Term Limits Don't Limit Pols

The theory of term limits was that the policy would create citizen legislators by forcing lawmakers to return home to their business.

The fact, as documented in a new study from the Center for Governmental Studies in Los Angeles, is just the opposite. Politicians are just as a careerist as they were pre-term limits. The difference now is that they play musical chairs between offices.

So what good are term limits?

Yes, by ending the legislative careers (if not the political careers) of older generations of politicians, they probably hastened the arrival of a more diversity of the racial, ethnic and gender kind in the legislature.

But other than that, not much. Term limits largely have been positive if you want your legislators to be incompetent.

Sandy Muir, the longtime UC Berkeley political scientist (and a Republican), explained in his classic 1982 study of the California legislature that it takes 10 years to make a significant, successful change in the area of the law -- since smart changes are made in pieces.

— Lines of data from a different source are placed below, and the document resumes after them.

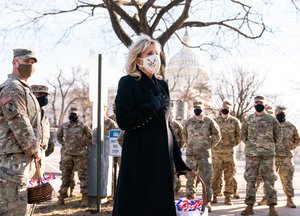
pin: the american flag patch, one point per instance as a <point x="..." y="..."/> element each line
<point x="6" y="99"/>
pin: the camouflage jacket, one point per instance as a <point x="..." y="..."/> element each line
<point x="231" y="135"/>
<point x="261" y="135"/>
<point x="20" y="117"/>
<point x="200" y="136"/>
<point x="177" y="130"/>
<point x="289" y="139"/>
<point x="74" y="138"/>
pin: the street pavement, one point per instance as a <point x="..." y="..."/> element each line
<point x="239" y="205"/>
<point x="220" y="209"/>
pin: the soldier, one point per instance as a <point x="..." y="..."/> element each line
<point x="41" y="93"/>
<point x="74" y="136"/>
<point x="260" y="133"/>
<point x="284" y="162"/>
<point x="269" y="110"/>
<point x="20" y="134"/>
<point x="223" y="154"/>
<point x="201" y="133"/>
<point x="177" y="130"/>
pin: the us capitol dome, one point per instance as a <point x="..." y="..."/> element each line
<point x="186" y="77"/>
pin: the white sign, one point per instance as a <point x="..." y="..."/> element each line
<point x="114" y="147"/>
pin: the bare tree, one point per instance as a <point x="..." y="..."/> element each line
<point x="238" y="87"/>
<point x="69" y="91"/>
<point x="160" y="19"/>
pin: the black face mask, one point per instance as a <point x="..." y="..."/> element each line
<point x="225" y="111"/>
<point x="197" y="111"/>
<point x="25" y="70"/>
<point x="280" y="117"/>
<point x="259" y="107"/>
<point x="73" y="117"/>
<point x="43" y="100"/>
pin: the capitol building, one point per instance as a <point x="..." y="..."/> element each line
<point x="187" y="80"/>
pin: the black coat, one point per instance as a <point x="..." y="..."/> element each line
<point x="145" y="183"/>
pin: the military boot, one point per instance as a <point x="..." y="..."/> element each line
<point x="71" y="192"/>
<point x="84" y="201"/>
<point x="215" y="199"/>
<point x="227" y="200"/>
<point x="264" y="201"/>
<point x="236" y="195"/>
<point x="61" y="200"/>
<point x="208" y="206"/>
<point x="290" y="203"/>
<point x="272" y="211"/>
<point x="248" y="210"/>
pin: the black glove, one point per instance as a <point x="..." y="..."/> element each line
<point x="155" y="102"/>
<point x="164" y="101"/>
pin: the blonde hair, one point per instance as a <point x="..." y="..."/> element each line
<point x="135" y="50"/>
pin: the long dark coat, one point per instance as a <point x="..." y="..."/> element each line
<point x="145" y="183"/>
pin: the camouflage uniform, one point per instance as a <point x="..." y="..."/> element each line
<point x="223" y="155"/>
<point x="284" y="163"/>
<point x="200" y="136"/>
<point x="74" y="137"/>
<point x="177" y="130"/>
<point x="261" y="134"/>
<point x="19" y="141"/>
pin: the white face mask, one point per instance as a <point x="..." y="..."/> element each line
<point x="151" y="63"/>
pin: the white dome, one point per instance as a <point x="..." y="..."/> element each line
<point x="185" y="71"/>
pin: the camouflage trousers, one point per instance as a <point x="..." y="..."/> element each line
<point x="264" y="165"/>
<point x="205" y="170"/>
<point x="69" y="164"/>
<point x="15" y="171"/>
<point x="223" y="163"/>
<point x="285" y="167"/>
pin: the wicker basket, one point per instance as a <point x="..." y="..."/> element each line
<point x="41" y="192"/>
<point x="203" y="211"/>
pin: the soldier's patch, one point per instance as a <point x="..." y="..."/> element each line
<point x="6" y="99"/>
<point x="10" y="106"/>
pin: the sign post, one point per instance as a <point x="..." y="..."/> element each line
<point x="115" y="150"/>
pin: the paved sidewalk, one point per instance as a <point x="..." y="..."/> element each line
<point x="219" y="209"/>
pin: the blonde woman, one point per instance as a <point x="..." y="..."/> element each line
<point x="145" y="184"/>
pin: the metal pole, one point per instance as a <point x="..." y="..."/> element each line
<point x="99" y="138"/>
<point x="115" y="176"/>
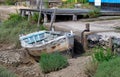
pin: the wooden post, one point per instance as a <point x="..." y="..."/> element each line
<point x="23" y="13"/>
<point x="29" y="14"/>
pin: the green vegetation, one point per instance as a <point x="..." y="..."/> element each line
<point x="52" y="62"/>
<point x="14" y="26"/>
<point x="10" y="2"/>
<point x="100" y="54"/>
<point x="109" y="69"/>
<point x="100" y="57"/>
<point x="94" y="13"/>
<point x="6" y="73"/>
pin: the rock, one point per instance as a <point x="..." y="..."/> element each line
<point x="29" y="71"/>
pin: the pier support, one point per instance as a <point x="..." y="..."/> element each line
<point x="45" y="18"/>
<point x="74" y="17"/>
<point x="84" y="36"/>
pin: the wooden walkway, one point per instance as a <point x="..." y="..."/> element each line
<point x="67" y="12"/>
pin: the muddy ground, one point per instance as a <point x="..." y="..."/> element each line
<point x="20" y="62"/>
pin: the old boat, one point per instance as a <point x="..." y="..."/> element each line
<point x="47" y="41"/>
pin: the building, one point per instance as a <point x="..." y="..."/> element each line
<point x="107" y="4"/>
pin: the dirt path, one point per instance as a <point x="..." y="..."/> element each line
<point x="75" y="69"/>
<point x="6" y="10"/>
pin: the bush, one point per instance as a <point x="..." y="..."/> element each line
<point x="109" y="69"/>
<point x="83" y="1"/>
<point x="10" y="2"/>
<point x="94" y="13"/>
<point x="52" y="62"/>
<point x="5" y="73"/>
<point x="101" y="54"/>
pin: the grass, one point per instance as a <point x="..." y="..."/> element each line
<point x="94" y="13"/>
<point x="14" y="26"/>
<point x="109" y="68"/>
<point x="6" y="73"/>
<point x="52" y="62"/>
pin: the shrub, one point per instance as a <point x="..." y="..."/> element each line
<point x="101" y="54"/>
<point x="94" y="13"/>
<point x="109" y="69"/>
<point x="6" y="73"/>
<point x="91" y="68"/>
<point x="52" y="62"/>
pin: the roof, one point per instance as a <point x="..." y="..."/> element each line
<point x="54" y="1"/>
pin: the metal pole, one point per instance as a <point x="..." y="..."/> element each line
<point x="53" y="19"/>
<point x="40" y="9"/>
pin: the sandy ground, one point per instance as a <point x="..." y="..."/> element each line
<point x="75" y="69"/>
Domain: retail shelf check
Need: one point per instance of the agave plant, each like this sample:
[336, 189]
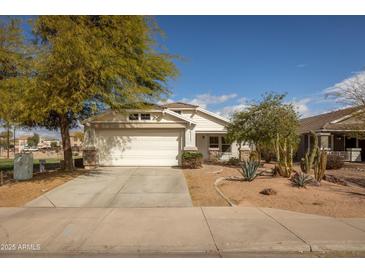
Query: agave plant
[301, 179]
[249, 170]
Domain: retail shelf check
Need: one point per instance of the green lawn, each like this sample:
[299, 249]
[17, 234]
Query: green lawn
[7, 164]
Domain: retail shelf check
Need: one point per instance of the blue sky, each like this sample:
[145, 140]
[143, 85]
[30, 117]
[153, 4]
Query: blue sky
[229, 61]
[232, 60]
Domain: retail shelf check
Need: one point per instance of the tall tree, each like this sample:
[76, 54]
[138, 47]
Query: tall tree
[89, 63]
[33, 140]
[14, 66]
[270, 123]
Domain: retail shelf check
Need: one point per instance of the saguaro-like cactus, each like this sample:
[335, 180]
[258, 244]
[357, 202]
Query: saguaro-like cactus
[306, 163]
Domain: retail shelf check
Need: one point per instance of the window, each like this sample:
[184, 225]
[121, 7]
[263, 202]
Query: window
[133, 117]
[213, 142]
[226, 147]
[145, 116]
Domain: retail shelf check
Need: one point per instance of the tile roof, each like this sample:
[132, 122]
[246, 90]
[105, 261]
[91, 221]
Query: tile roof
[321, 122]
[179, 105]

It takes years for a new member to figure out how the legislature works to begin making changes. But Cailfornia legislators are limited to six years in the Assembly, and eight in the Senate.

The result: legislators -- whether they have the best of intentions or not -- never stick around long enough to make an impact or develop real proficiency in lawmaking.

So the legislature doesn't have a chance of success.

In a system without term limits, both bad and good legislators could stick around long enough to get things done.

If good outmanuevered the bad, you would have an effective legislature.